The statistical significant threshold was set at P<0.017 (0.05/n, n= 3) after Bonferroni correction.

NSCLC, non-small cell lung cancer; AIC, akaike information criterion; BIC, bayesian information criterion.

Rs2297538 Is Associated With miR-126 and EGFL7 mRNA Expression

Single nucleotide polymorphisms (SNPs) in gene regulatory and coding regions often confer a risk of lung cancer by affecting gene expression (26–28). To determine whether rs2297538 was related to the expression of nearby genes, we conducted eQTL analysis between this SNP and miR-126 and EGFL7 mRNA expression using qRT–PCR in 46 lung cancer tissues. We compared the mRNA expression of EGFL7 and miR-126 between the risk allele homozygous group [G/G] and the other genotypic groups [A/G + A/A], and we found that the expression of EGFL7 and miR-126 was significantly lower in the G/G group (lung cancer risk allele homozygotes) than in the A/G+A/A group (P = 0.01 and P = 0.002, respectively, ). These results suggested that reduced expression of EGFL7 and miR-126 might be risk factors for NSCLC and that rs2297538 may confer a risk of NSCLC by regulating EGFL7 and miR-26 expression.

Figure 4

Association of rs2297538 with EGFL7 mRNA (A) and miR-126 (B) expression in lung tumor tissue (N = 46). The values on Y-axis were presented as 2–ΔΔCt. * represents P ≥ 0.05.

Discussion

In the current study, we found that the expression of miR-126 and EGFL7 mRNA was concomitantly downregulated through the methylation of CpG islands in NSCLC and that the eQTL-missense polymorphism of EGFL7, rs2297538 (located at 386 bp 5’ of miR-126), was significantly associated with the risk of NSCLC in the Han Chinese population.

Several studies have reported aberrant expression of EGFL7 and miR-126 in various human cancers (40), suggesting that EGFL7 and miR-126 play a joint role in cancer development. We found that miR-126 and EGFL7 are significantly downregulated in lung cancer tissues, which is consistent with the results of Fan and Yang et al. (13, 20). Our results indicated that aberrant expression of EGFL7 and miR-126 could play an important role in the development of NSCLC. One of the reasons for the association between aberrant expression of EGFL7 and miR-126 and NSCLC could be the change in DNA hypermethylation.

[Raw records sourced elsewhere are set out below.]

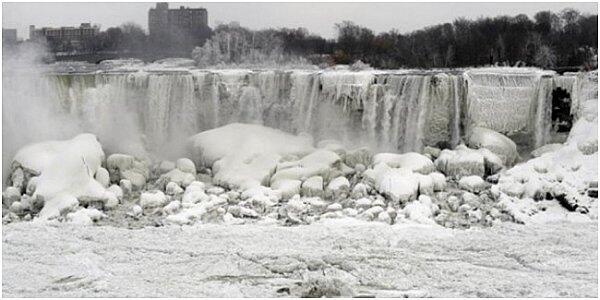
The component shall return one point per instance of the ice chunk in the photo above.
(497, 143)
(244, 155)
(66, 169)
(186, 165)
(473, 184)
(153, 199)
(461, 162)
(413, 161)
(313, 186)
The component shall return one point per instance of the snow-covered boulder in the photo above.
(413, 161)
(439, 181)
(245, 155)
(460, 162)
(178, 177)
(497, 143)
(123, 166)
(116, 190)
(153, 199)
(66, 170)
(102, 177)
(287, 187)
(186, 165)
(474, 184)
(337, 186)
(313, 186)
(398, 184)
(10, 195)
(173, 189)
(362, 156)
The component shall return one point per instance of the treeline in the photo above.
(235, 44)
(549, 40)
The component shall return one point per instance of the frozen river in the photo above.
(371, 259)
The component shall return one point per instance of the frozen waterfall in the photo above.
(387, 110)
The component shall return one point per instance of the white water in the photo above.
(154, 113)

Recently, reduced EGFL7 and miR-126 expression regulated via DNA hypermethylation of the promoter region was observed in ovarian cancer (41), prostate cancer (17) and malignant pleural mesothelioma (16). However, only a few studies have shown the same regulatory mechanism in lung cancer. For example, Watanabe et al. showed miR-126 can be silenced by the DNA methylation of its host gene EGFL7 in lung cancer cell lines (42).Our results also showed that the expression of miR-126 and EGFL7 mRNA in NSCLC is concomitantly regulated, probably by methylation. This is in accordance with findings in other cancer types, including malignant pleural mesothelioma (MPM) (16), breast cancer (13), prostate cancer (17) and lung cancer (42). In 2011, Azhikina et al. reported that the methylation level of the EGFL7 promoter is higher in lung tumors than in healthy lung tissue (43), which further supports our results. We thus further confirmed that the EGFL7 promoter CpG island is highly methylated and thus downregulates EGFL7 and miR-126 in lung tumors.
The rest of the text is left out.